I remember about a County Park that allowed camping near Sandy, Oregon called Oxbow Regional Park and called. They were open and had plenty of spots. I let folks at home know about the change in plans and headed there to find it to be a wonderful campground, situated along the Sandy River.
It was quiet at night and I slept well.
Day’s distance: 297 miles
Total trip distance: 914 miles
Temperatures began in the low 50’s and warmed up to the 60’s along the coast. On reaching the coast, I found it to be pretty windy, though mostly for me a it was a tail wind, the best direction for a biker 🙂
My route this morning took me through Portland and then to the coast along Hwy 26.
Hwy 26 travels through the Clatsop State Forest and provides some pretty views.
On reaching Seaside, I turned north along Hwy 101 and stopped for lunch before leaving town. As mentioned above, it was pretty windy. While I was considering camping on the coast one night, I received an updated weather report from Will, who’s been following my trip. Rain was predicted for this evening. I decided to head home.
Re-entering Washington, I could have gone either left, towards Cape Disappointment and Long Beach, or right where I would be slightly inland and would meet up with Hwy 101 a little later in the day.
I decided on the ladder option, a route I haven’t ridden since 2013. I grabbed a photo of part of the Astoria-Megler Bridge, now behind me, before saying goodbye to the Columbia River and my exploration of the lower Columbia River Basin.

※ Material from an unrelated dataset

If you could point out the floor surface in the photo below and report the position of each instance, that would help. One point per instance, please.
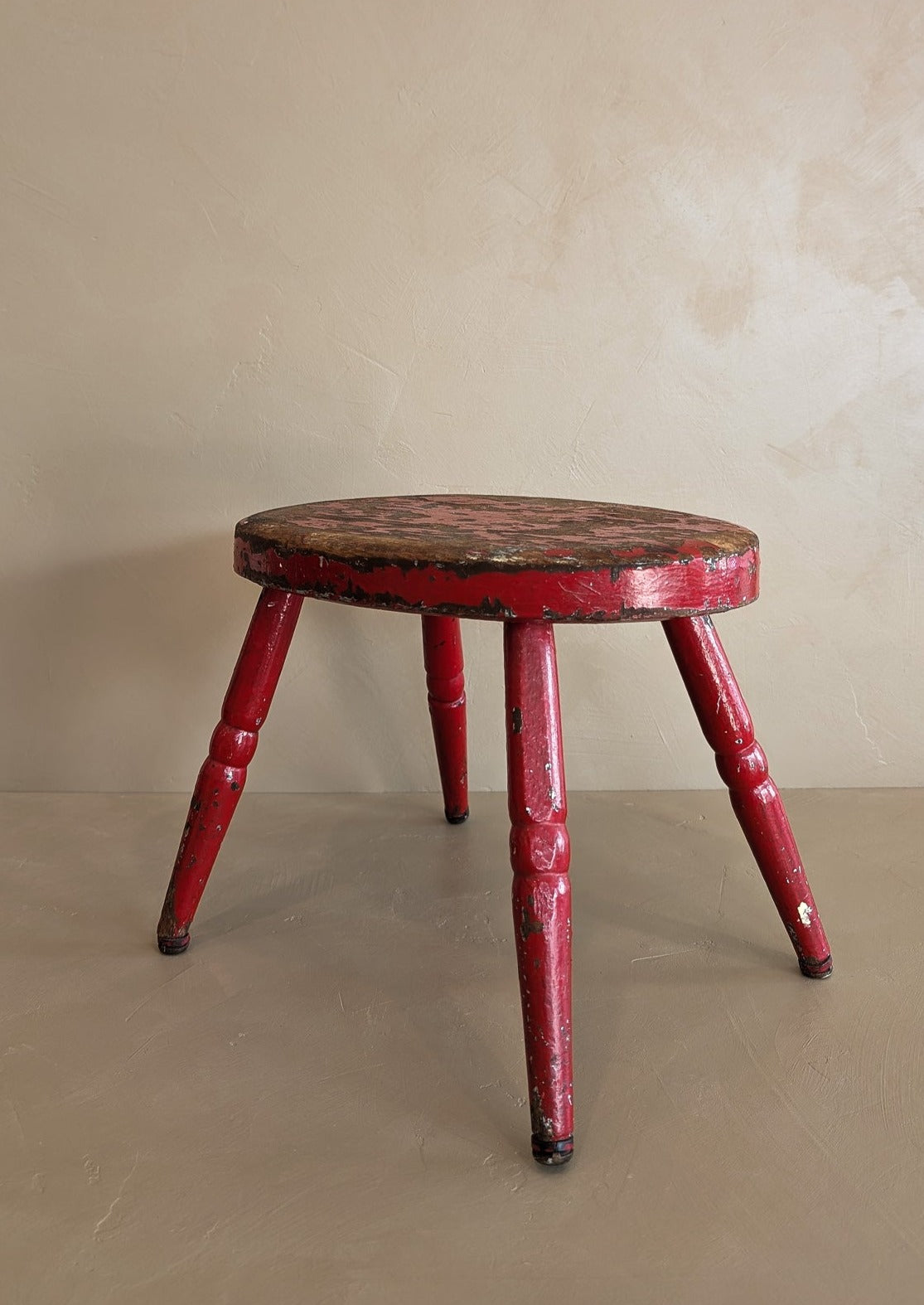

Highway 401 follows the Columbia for a while until turning north to meet Hwy 4. Both these roads are two lanes and are in fine shape. I saw a few other bikers heading the other way and waved. The clouds were building up, as was the truck traffic. As it was roughly 2pm, I knew I would end this trip in commute traffic on I-5 near Seattle. Not incredibly relaxing. 🙁
I stayed focused on making progress and stopped only once more for fuel and to take a photo of South Bend, a small fishing town.
It was just after 5pm when I arrived home, safe and sound. A great trip, this felt a little like my last “longer” trip this year as Seattle’s weather will begin to enter it’s fall pattern of rain, and more rain.
With this ride, I have surpassed traveling 21,000 miles this year, so far. That puts me about 6,000 more than last year at this time. It’s been fun, to say the least. A record-year for service costs go along with the mileage record. I’m in already for more than $2,100 and projecting to pass $3,000 with the next service and tire set due later this month. No doubt choosing an R1200RT and riding it so much is a luxury 🙂
The Pilot Road 4 tires have lasted 11,000 miles and I can likely get another 1,000 miles while staying safe. I’ll switch them as soon as I need to stay within the usable tread life. While I was able to stretch my first of PR4 tires to 13,000 miles, this third set has mostly been used ‘loaded’ down with luggage. I’m very happy with these tires and will use them again.
I recommend traveling east to west between Hermiston and Mount Hood, if you follow this route through the Lower Columbia Basin. You’ll see changes unfold that increase the fun as well as the scenic value. Feels like it just gets better 🙂
Watch for gravel on the roadways through the farmland in the lower basin, especially where it gets twisty. These highways are used by 18-wheelers and they kick up gravel in the curves. Just FYI.